A key to the successful application of generic library components is thorough and accurate documentation for library users. A significant advance in this area is the Silicon Graphics Standard Template Library Programmer's Guide, organized in terms of concepts and models. Another type of documentation needed is design and implementation level descriptions of algorithm and data structures. The audience for these is considerably smaller than for user-level documentation, but many new issues arise in designing and coding generic algorithms and data structures that deserve thorough discussion. Indeed much of the accepted wisdom of algorithm and data structure design may need to be re-examined when issues of genericity are considered. For describing generic algorithms we have begun experimenting with variations of Knuth's "literate programming" style. Knuth (1984) introduced this term for a style of program development in which code and its documentation are developed simultaneously, in a single source file. It is called "literate" because Knuth's goal was to promote the practice of describing programs in a highly readable style, including full use of typesetting facilities (TeX in particular). The TeX documentation and the program code are extracted from the single source file by a tool called Web. Knuth's TeX: The Program, Addison-Wesley, 1986, is a major example of literate programming--perhaps the largest program ever published in a readable form.

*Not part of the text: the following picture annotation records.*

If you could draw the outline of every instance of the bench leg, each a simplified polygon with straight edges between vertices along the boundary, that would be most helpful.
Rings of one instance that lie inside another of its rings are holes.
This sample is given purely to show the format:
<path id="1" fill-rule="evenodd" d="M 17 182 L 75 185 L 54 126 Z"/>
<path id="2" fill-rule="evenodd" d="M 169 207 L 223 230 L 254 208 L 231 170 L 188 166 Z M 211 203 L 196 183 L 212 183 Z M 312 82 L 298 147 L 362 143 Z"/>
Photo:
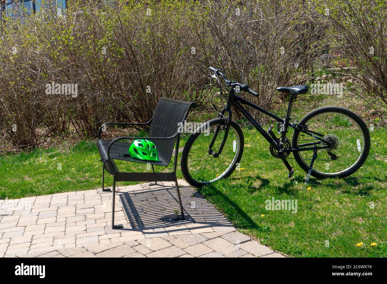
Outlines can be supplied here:
<path id="1" fill-rule="evenodd" d="M 153 171 L 153 172 L 154 173 L 154 168 L 153 167 L 153 165 L 152 165 L 152 171 Z M 150 184 L 149 184 L 149 185 L 159 185 L 158 184 L 157 182 L 151 182 Z"/>
<path id="2" fill-rule="evenodd" d="M 116 201 L 116 175 L 113 176 L 113 198 L 111 201 L 111 228 L 112 229 L 121 229 L 123 228 L 122 224 L 119 225 L 114 224 L 114 209 L 115 209 L 115 204 Z"/>
<path id="3" fill-rule="evenodd" d="M 179 190 L 179 185 L 177 183 L 177 179 L 175 180 L 175 183 L 176 184 L 176 189 L 177 190 L 177 196 L 179 197 L 179 203 L 180 203 L 180 210 L 181 211 L 182 216 L 174 219 L 175 221 L 177 221 L 179 220 L 184 220 L 185 219 L 184 217 L 184 210 L 183 208 L 183 204 L 182 204 L 182 198 L 180 196 L 180 190 Z"/>
<path id="4" fill-rule="evenodd" d="M 110 188 L 104 188 L 105 186 L 105 162 L 102 163 L 102 191 L 111 191 Z"/>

Since Knuth's original paper, several variations on literate programming have been developed. The original Web tool required coding in Pascal. Many variations on Web have been developed, including Cweb (Levy 1987), for coding in C or C++ (Knuth describes Cweb as his favorite programming language); Noweb (Ramsey 1992), which is programming-language independent: one can code in any language; and Nuweb (Briggs 1989), which is also programming-language independent, and has a very simple command set. We are currently using Nuweb, slightly modified. We started with a version of the Nuweb tool previously modified by Ramsdell and Mengel and made additional small changes in terminology in the LaTeX file the tool produces: "part" is used in place of "scrap" and "definition" in place of "macro" The new version does not differ from previous versions in the way it produces code files from Nuweb source files. The modified version of Nuweb is available, itself as a Nuweb source file. The archive file also includes the C files that Nuweb would generate from its source file, so one can get up and running with Nuweb with only a C compiler.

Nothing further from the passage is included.